Trop malin pour un singe

Mangold a l’intelligence de s’abstenir de sauver son personnage. Il n’adoucit jamais ses angles, ne lui donne pas d’intériorité ni de justifications. Dylan est là, et il faut bien faire avec. Le petit monde de la musique folk comprend instantanément que ce jeune homme est là tout autant pour les sauver que pour les ringardiser. C’est l’ingratitude des génies, brillamment incarnée dans le regard à la fois admiratif et mélancolique d’Edward Norton.
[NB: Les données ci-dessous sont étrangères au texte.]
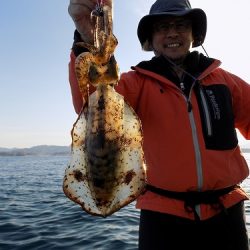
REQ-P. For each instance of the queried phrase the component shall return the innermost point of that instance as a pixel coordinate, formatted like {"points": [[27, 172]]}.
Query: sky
{"points": [[35, 43]]}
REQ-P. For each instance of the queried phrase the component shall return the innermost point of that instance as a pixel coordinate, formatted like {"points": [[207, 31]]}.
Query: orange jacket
{"points": [[181, 146]]}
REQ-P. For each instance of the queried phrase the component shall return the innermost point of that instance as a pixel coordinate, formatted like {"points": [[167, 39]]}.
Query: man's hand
{"points": [[80, 11]]}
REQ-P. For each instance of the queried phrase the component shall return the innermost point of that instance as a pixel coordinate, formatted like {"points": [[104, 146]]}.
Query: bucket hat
{"points": [[178, 8]]}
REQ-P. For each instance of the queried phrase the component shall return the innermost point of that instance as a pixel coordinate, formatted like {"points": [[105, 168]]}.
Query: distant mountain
{"points": [[37, 150]]}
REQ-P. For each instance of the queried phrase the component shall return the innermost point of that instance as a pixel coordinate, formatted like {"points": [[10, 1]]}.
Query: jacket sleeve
{"points": [[241, 103]]}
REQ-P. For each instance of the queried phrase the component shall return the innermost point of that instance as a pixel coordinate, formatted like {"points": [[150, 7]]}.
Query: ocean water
{"points": [[35, 213]]}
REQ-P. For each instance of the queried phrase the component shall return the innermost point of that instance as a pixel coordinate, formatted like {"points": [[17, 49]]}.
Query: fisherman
{"points": [[189, 108]]}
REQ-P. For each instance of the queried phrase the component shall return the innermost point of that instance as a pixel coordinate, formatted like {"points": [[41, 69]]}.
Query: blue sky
{"points": [[36, 37]]}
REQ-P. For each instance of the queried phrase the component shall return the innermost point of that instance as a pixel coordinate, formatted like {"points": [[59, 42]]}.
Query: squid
{"points": [[107, 168]]}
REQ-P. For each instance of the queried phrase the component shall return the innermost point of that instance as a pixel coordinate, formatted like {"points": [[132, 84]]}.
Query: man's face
{"points": [[172, 37]]}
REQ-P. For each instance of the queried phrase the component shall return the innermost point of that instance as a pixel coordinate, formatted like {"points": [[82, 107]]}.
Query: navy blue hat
{"points": [[178, 8]]}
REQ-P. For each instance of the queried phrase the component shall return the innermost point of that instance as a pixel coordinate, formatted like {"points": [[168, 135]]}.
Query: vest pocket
{"points": [[215, 106]]}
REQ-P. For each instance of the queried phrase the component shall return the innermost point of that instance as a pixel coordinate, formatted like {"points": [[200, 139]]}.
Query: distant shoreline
{"points": [[43, 150], [36, 151]]}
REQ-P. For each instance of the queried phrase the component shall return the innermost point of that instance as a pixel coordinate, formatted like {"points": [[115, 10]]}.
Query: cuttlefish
{"points": [[107, 169]]}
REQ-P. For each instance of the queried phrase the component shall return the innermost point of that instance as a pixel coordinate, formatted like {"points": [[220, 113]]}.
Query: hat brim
{"points": [[197, 16]]}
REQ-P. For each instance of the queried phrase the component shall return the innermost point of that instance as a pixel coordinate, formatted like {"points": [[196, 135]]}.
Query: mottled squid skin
{"points": [[106, 170]]}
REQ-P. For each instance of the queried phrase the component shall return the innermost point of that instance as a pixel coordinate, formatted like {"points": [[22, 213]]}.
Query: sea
{"points": [[35, 213]]}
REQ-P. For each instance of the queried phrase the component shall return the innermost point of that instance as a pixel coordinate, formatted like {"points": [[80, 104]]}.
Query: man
{"points": [[189, 109]]}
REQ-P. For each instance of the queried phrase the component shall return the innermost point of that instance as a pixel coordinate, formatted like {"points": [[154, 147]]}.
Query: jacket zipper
{"points": [[196, 145], [206, 112]]}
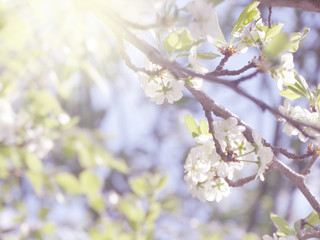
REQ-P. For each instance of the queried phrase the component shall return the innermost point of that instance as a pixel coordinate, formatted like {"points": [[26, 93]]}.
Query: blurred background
{"points": [[89, 157]]}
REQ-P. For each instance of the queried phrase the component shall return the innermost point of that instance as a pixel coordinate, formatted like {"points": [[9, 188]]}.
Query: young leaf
{"points": [[295, 39], [282, 225], [177, 41], [313, 218], [271, 32], [288, 93], [204, 126], [192, 126], [139, 186], [33, 163], [249, 14], [89, 181], [36, 180], [207, 56], [276, 46], [68, 182]]}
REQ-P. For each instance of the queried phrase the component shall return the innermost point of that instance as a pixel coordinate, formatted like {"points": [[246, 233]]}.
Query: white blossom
{"points": [[265, 156], [161, 87], [196, 66], [7, 121], [204, 24], [216, 189], [275, 237], [302, 115], [249, 37], [228, 130], [198, 163], [37, 142], [284, 73]]}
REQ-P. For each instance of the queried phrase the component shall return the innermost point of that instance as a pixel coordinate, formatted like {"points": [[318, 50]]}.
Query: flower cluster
{"points": [[162, 86], [7, 121], [275, 237], [196, 65], [205, 170], [249, 37], [284, 73], [204, 24], [302, 115]]}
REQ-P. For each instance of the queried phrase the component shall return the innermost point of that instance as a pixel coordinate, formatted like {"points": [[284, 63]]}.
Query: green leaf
{"points": [[48, 228], [36, 180], [192, 125], [249, 14], [162, 182], [139, 186], [282, 225], [312, 219], [42, 103], [288, 93], [295, 39], [90, 183], [207, 56], [204, 128], [97, 202], [272, 32], [276, 46], [68, 182], [134, 214], [297, 226], [177, 41], [33, 163]]}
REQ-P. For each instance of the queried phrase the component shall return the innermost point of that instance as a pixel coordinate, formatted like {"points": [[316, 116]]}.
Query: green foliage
{"points": [[194, 128], [68, 182], [276, 46], [177, 41], [249, 14], [283, 228], [273, 31], [296, 38], [207, 55]]}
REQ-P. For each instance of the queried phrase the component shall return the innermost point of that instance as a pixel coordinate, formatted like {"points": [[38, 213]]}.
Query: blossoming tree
{"points": [[188, 51], [227, 145]]}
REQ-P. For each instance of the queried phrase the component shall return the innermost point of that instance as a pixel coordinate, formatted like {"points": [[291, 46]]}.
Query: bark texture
{"points": [[306, 5]]}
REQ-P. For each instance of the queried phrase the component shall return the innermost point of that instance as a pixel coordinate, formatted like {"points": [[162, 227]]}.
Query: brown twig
{"points": [[288, 154], [310, 164], [227, 72], [215, 140], [240, 182], [306, 5], [244, 78], [269, 16], [299, 181], [223, 61]]}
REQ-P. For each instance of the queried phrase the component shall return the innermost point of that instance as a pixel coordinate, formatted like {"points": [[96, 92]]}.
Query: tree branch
{"points": [[306, 5], [299, 181]]}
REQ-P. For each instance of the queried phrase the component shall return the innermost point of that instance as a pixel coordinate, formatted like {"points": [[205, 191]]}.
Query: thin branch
{"points": [[306, 5], [305, 234], [269, 16], [299, 181], [244, 78], [240, 182], [288, 154], [223, 61], [215, 140], [227, 72], [310, 164]]}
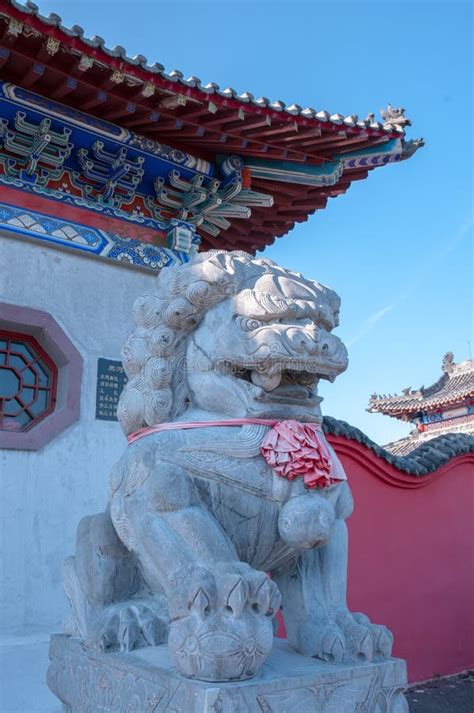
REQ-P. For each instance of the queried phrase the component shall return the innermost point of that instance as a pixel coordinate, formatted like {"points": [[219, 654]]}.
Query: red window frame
{"points": [[38, 353]]}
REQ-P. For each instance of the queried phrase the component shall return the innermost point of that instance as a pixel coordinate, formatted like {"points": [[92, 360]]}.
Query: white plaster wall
{"points": [[43, 494]]}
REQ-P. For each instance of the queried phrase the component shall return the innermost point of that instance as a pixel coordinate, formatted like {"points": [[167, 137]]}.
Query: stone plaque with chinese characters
{"points": [[111, 379]]}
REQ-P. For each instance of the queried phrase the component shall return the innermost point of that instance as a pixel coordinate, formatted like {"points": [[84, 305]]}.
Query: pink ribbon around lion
{"points": [[291, 448]]}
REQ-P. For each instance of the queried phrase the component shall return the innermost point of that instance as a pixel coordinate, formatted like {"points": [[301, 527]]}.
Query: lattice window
{"points": [[28, 382]]}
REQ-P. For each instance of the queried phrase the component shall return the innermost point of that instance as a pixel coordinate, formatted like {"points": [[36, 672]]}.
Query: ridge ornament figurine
{"points": [[231, 480]]}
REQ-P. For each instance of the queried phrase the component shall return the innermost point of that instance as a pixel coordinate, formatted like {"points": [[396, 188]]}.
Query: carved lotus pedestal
{"points": [[145, 681]]}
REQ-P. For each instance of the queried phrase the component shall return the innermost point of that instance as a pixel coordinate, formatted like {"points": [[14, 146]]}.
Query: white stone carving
{"points": [[196, 517]]}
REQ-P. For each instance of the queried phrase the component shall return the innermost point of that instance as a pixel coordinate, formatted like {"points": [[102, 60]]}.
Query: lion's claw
{"points": [[226, 632]]}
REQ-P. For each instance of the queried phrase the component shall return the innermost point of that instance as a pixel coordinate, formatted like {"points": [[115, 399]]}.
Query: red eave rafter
{"points": [[161, 82]]}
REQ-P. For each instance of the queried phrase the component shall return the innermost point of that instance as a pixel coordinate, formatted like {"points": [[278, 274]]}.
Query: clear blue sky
{"points": [[398, 246]]}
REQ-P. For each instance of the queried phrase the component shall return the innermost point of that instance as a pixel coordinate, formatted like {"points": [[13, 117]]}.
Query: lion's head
{"points": [[230, 335]]}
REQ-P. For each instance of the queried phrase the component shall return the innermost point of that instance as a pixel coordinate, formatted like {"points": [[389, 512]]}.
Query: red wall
{"points": [[411, 563]]}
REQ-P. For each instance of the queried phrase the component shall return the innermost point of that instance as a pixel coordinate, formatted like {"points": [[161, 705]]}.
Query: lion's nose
{"points": [[303, 340]]}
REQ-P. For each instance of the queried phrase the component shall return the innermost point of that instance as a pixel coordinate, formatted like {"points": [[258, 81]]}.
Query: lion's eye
{"points": [[248, 325]]}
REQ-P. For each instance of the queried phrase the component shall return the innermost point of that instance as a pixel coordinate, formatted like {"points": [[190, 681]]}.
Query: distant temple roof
{"points": [[455, 386], [294, 159]]}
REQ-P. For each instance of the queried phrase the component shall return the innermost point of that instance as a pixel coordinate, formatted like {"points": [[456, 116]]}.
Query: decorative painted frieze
{"points": [[33, 151], [96, 242], [111, 177]]}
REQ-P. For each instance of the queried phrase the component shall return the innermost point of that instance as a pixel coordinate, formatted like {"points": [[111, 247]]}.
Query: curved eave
{"points": [[116, 59]]}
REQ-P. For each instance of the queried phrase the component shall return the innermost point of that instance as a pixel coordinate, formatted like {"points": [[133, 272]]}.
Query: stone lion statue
{"points": [[202, 537]]}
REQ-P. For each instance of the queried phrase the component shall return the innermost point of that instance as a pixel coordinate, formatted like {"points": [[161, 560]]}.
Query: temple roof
{"points": [[299, 157], [454, 387], [421, 459]]}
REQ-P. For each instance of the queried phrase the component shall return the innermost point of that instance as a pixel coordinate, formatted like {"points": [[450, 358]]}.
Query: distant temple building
{"points": [[445, 407]]}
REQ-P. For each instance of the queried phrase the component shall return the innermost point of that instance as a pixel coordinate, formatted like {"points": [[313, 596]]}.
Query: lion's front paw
{"points": [[130, 625], [364, 641], [319, 637], [226, 632]]}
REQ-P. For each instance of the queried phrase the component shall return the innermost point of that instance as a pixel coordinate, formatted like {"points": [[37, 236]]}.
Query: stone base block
{"points": [[145, 681]]}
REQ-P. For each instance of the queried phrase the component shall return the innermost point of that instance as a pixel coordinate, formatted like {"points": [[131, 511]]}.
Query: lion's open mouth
{"points": [[282, 386]]}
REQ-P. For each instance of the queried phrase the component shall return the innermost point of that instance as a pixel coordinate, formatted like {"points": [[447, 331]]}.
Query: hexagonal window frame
{"points": [[54, 346]]}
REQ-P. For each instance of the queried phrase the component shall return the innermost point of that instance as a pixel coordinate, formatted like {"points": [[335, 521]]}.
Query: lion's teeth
{"points": [[266, 381]]}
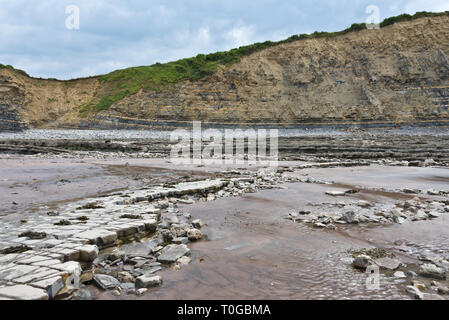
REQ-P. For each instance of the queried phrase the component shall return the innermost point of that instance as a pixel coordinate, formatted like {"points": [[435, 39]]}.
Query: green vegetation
{"points": [[407, 17], [123, 83]]}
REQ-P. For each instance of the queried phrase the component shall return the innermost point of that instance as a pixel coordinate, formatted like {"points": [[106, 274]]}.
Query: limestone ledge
{"points": [[58, 246]]}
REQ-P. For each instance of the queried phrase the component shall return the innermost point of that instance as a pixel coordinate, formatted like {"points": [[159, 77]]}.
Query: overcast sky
{"points": [[117, 34]]}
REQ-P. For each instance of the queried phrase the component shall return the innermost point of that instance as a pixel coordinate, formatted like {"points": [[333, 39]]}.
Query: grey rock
{"points": [[432, 296], [430, 270], [388, 263], [106, 282], [81, 294], [415, 292], [399, 274], [197, 223], [88, 253], [362, 262], [23, 292], [349, 217], [173, 252], [194, 234], [335, 193], [148, 281]]}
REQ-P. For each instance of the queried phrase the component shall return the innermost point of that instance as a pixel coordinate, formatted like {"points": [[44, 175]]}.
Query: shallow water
{"points": [[254, 253], [51, 134]]}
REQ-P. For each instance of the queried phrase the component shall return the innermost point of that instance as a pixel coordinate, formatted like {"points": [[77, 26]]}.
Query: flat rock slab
{"points": [[23, 292], [334, 193], [173, 252], [106, 282], [148, 281], [388, 263], [432, 271]]}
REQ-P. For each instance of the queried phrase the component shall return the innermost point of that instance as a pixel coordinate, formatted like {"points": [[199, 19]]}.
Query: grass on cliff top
{"points": [[122, 83], [14, 69]]}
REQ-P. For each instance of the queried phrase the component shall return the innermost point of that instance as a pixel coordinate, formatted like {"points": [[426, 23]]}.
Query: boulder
{"points": [[106, 282], [430, 270], [415, 292], [88, 253], [148, 281], [194, 234], [362, 262], [173, 252]]}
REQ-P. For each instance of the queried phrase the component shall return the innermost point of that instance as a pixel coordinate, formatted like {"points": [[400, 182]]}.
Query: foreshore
{"points": [[138, 226]]}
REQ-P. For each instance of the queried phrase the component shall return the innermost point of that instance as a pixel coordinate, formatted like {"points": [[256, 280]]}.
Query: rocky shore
{"points": [[127, 243]]}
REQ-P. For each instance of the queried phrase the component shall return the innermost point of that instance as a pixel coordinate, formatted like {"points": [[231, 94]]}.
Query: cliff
{"points": [[397, 74]]}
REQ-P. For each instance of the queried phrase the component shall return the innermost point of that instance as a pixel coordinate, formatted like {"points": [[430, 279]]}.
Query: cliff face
{"points": [[398, 74]]}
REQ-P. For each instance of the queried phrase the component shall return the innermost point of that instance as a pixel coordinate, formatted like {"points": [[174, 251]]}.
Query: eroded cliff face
{"points": [[398, 74]]}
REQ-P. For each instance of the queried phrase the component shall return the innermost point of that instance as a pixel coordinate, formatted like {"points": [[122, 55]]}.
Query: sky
{"points": [[44, 38]]}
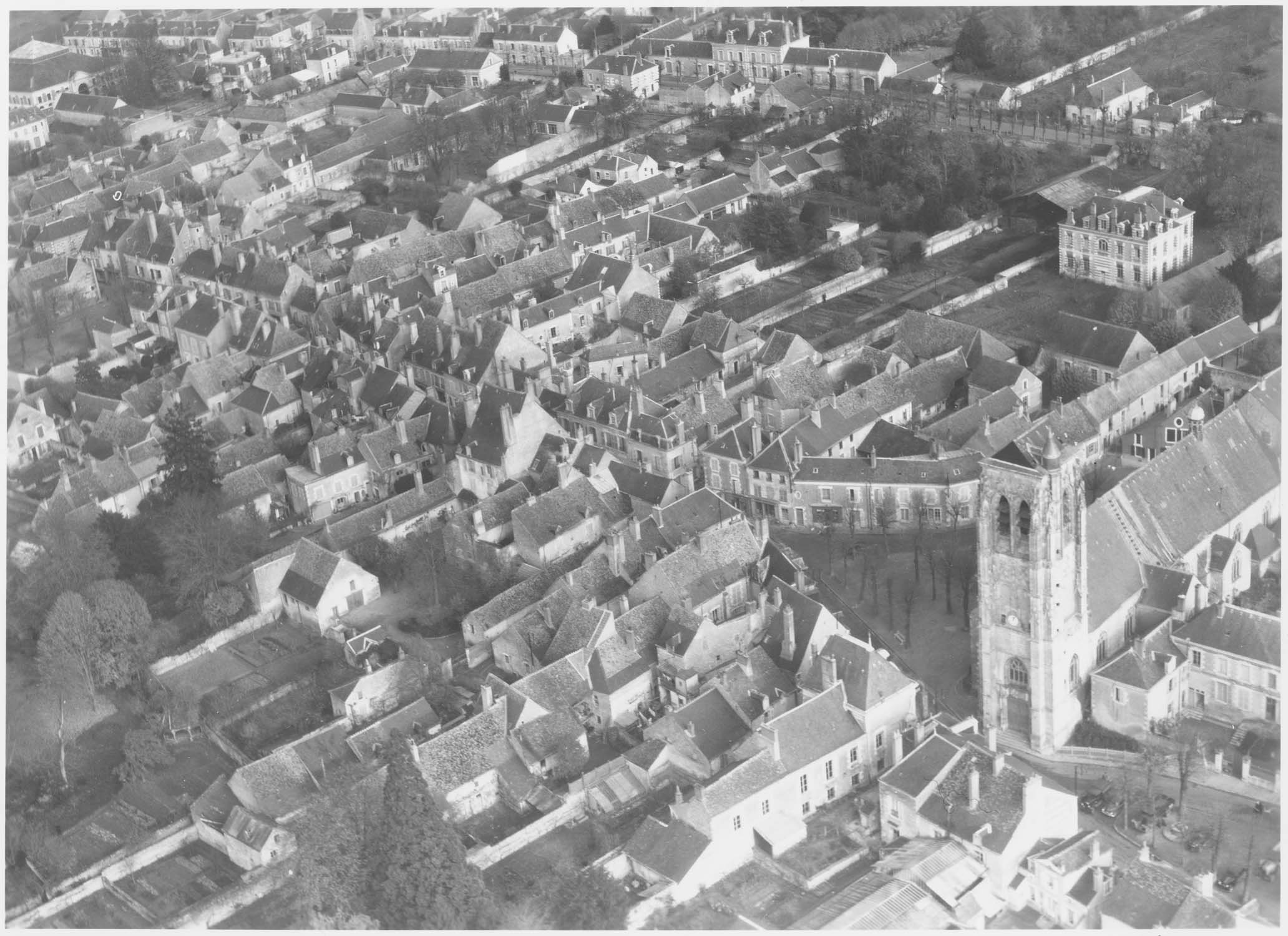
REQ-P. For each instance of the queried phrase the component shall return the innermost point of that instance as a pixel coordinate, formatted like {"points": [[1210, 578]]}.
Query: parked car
{"points": [[1141, 821], [1198, 840], [1232, 879], [1090, 802]]}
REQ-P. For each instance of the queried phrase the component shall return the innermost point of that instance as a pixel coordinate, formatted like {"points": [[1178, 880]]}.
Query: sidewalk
{"points": [[1209, 779]]}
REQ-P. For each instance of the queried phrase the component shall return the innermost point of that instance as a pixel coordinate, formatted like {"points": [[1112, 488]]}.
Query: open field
{"points": [[1041, 290], [156, 892], [1236, 53], [748, 303], [29, 351], [847, 317]]}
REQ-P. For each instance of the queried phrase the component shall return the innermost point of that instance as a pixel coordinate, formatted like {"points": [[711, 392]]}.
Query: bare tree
{"points": [[1189, 760], [1216, 840], [933, 564], [910, 600], [864, 562], [886, 514], [921, 512]]}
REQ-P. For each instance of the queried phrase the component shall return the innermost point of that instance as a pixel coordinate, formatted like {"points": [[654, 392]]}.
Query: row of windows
{"points": [[1239, 670]]}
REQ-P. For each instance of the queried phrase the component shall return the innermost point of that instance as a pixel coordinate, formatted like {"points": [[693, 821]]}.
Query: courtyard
{"points": [[934, 646]]}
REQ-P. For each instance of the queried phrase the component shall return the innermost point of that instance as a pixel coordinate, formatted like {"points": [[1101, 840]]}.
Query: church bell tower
{"points": [[1031, 623]]}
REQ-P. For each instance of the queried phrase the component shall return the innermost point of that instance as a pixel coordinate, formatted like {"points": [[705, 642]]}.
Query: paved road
{"points": [[1204, 807]]}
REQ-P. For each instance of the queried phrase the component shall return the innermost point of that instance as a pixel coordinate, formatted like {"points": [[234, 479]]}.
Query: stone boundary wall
{"points": [[573, 809], [219, 907], [114, 868], [1110, 51], [1000, 282], [847, 282], [213, 643], [590, 158], [517, 164]]}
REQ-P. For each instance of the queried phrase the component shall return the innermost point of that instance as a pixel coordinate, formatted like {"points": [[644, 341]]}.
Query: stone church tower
{"points": [[1031, 625]]}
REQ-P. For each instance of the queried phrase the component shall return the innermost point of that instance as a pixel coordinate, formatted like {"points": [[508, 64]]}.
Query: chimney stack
{"points": [[829, 665], [507, 425], [789, 633], [1203, 884]]}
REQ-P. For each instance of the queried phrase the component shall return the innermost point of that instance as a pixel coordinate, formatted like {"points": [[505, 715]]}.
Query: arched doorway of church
{"points": [[1018, 711]]}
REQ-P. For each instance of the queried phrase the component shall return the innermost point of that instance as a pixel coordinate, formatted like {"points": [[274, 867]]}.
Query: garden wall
{"points": [[112, 868], [590, 158], [517, 164], [1273, 249], [573, 809], [1000, 282], [847, 282], [950, 238], [214, 641], [219, 907], [1110, 51]]}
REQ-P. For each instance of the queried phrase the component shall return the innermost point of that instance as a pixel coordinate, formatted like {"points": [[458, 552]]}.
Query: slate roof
{"points": [[461, 754], [716, 193], [557, 686], [869, 678], [1144, 667], [681, 373], [642, 485], [1198, 485], [1111, 564], [1238, 631], [454, 59], [310, 573], [620, 65], [1145, 897], [671, 850], [928, 761], [615, 665], [819, 57], [1085, 338]]}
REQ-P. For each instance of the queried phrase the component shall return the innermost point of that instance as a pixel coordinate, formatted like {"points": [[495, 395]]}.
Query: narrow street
{"points": [[1246, 837]]}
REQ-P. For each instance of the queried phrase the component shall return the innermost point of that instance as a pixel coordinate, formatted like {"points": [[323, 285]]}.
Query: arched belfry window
{"points": [[1017, 674]]}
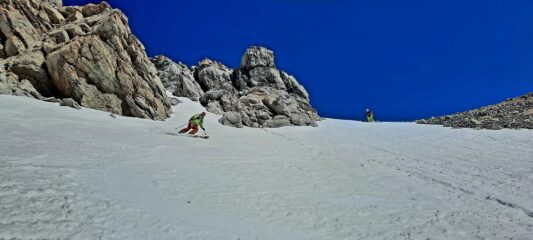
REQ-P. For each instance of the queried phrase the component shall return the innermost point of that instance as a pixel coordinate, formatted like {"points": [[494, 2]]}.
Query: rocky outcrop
{"points": [[254, 95], [513, 113], [177, 78], [86, 53]]}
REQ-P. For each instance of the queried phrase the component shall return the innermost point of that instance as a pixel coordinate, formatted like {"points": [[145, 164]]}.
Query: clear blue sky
{"points": [[404, 59]]}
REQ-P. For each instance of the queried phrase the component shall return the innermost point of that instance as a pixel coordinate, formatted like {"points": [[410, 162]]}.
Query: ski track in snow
{"points": [[69, 174]]}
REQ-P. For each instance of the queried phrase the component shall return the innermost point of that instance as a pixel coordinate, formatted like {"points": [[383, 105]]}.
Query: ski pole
{"points": [[182, 125]]}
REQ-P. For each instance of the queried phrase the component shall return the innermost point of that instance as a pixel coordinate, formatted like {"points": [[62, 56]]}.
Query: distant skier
{"points": [[369, 115], [196, 121]]}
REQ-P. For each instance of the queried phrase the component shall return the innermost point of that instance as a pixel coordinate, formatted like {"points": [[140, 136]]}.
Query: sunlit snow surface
{"points": [[81, 174]]}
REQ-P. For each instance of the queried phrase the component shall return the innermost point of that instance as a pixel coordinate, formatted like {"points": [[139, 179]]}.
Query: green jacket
{"points": [[197, 120]]}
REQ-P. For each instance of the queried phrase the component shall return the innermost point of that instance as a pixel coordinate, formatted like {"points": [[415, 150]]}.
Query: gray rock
{"points": [[512, 113], [256, 56], [214, 75], [177, 78], [85, 53], [232, 119], [174, 101], [262, 95], [278, 121], [69, 102]]}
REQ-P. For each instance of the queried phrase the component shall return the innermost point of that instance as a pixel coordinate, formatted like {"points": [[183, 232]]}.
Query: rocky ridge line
{"points": [[513, 113], [85, 53]]}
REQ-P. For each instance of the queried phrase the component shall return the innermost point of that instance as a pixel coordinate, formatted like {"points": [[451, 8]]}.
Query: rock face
{"points": [[85, 53], [514, 113], [254, 95]]}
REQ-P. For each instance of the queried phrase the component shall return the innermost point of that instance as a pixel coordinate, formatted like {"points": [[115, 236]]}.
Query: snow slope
{"points": [[71, 174]]}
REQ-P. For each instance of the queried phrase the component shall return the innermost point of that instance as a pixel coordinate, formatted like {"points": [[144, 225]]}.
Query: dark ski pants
{"points": [[192, 126]]}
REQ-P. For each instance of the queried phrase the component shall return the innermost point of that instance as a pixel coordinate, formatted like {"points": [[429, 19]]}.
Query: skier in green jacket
{"points": [[369, 115], [196, 121]]}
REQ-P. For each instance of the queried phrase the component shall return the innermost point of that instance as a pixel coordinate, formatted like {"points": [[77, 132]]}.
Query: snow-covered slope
{"points": [[69, 174]]}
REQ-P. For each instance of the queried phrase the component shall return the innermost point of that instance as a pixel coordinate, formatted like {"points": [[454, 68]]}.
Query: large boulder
{"points": [[213, 75], [86, 53], [254, 95], [513, 113], [256, 56], [177, 78]]}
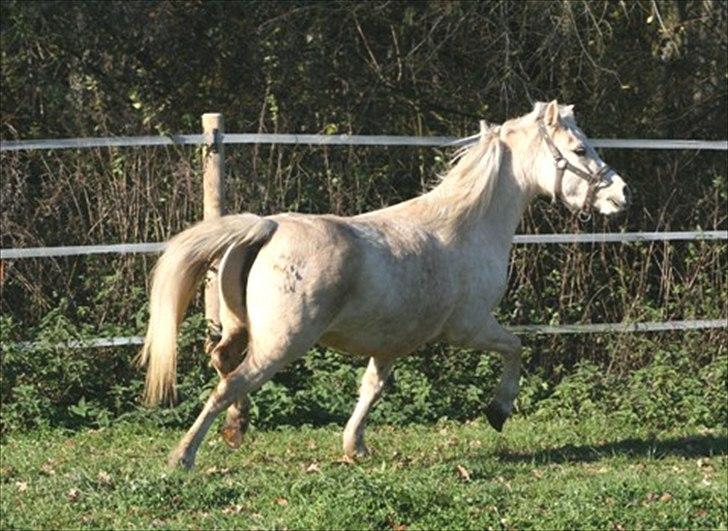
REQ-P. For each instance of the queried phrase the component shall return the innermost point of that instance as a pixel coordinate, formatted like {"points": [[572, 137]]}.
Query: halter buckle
{"points": [[584, 216]]}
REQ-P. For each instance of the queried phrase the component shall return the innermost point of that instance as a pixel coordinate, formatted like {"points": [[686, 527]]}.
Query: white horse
{"points": [[380, 284]]}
Côté Better Man, Gracey et Williams ne peuvent s’empêcher d’offrir une rédemption au chimpanzé. D’abord puissant par son arrogance et sa cruauté, il devient tourmenté et comprend qu’il est perclus d’insécurités à cause de son père. Adouci, il se réconcilie avec celles et ceux qu’il a blessé·e·s, et pardonne ses errances à papa. D’un salaud à la vulgarité triomphante, Williams devient un chansonnier sympatoche. Et son biopic, effrayé par l’opportunité d’assumer et de prendre en charge la dimension immorale par nombrilisme de son sujet, se réfugie dans un récit de remise en question et de réparation convenu.

Please, please, please

Ces deux traitements sont représentatifs des deux artistes. Dylan est chic et lauréat d’un prix Nobel. Williams est un chanteur au succès populaire indéniable, mais sans reconnaissance institutionnelle ni critique. Alors, il n’est pas étonnant qu’Un parfait inconnu soit un grand film de James Mangold, et un grand film sur la musique. Pas plus qu’il n’est étonnant que Better Man soit un film sans relief de James Gracey. Mais c’est dommage.

Better Man aurait pu être un bel effort cheap, s’il avait su jouer puissamment son mauvais goût et son incorrection – à la manière d’un The Substance, par exemple. Il s’en approche lors d’une séquence où le chanteur, durant un concert, saute de la scène et massacre son audience dans une boucherie gore. C’est indubitablement la meilleure scène du film, la plus drôle et la plus créative. Malheureusement, elle dure moins longtemps que les longues tartines psychanalytiques sur Williams et papa Williams.

On aurait aimé que l’Anglais s’inspire de Dylan, qui s’est fâché avec la Terre entière, et se rende moins aimable. Mais il faut bien reconnaître que l’énergie angoissée qu’il convoque pour avoir l’air sympathique attire, à défaut de l’admiration, une certaine tendresse.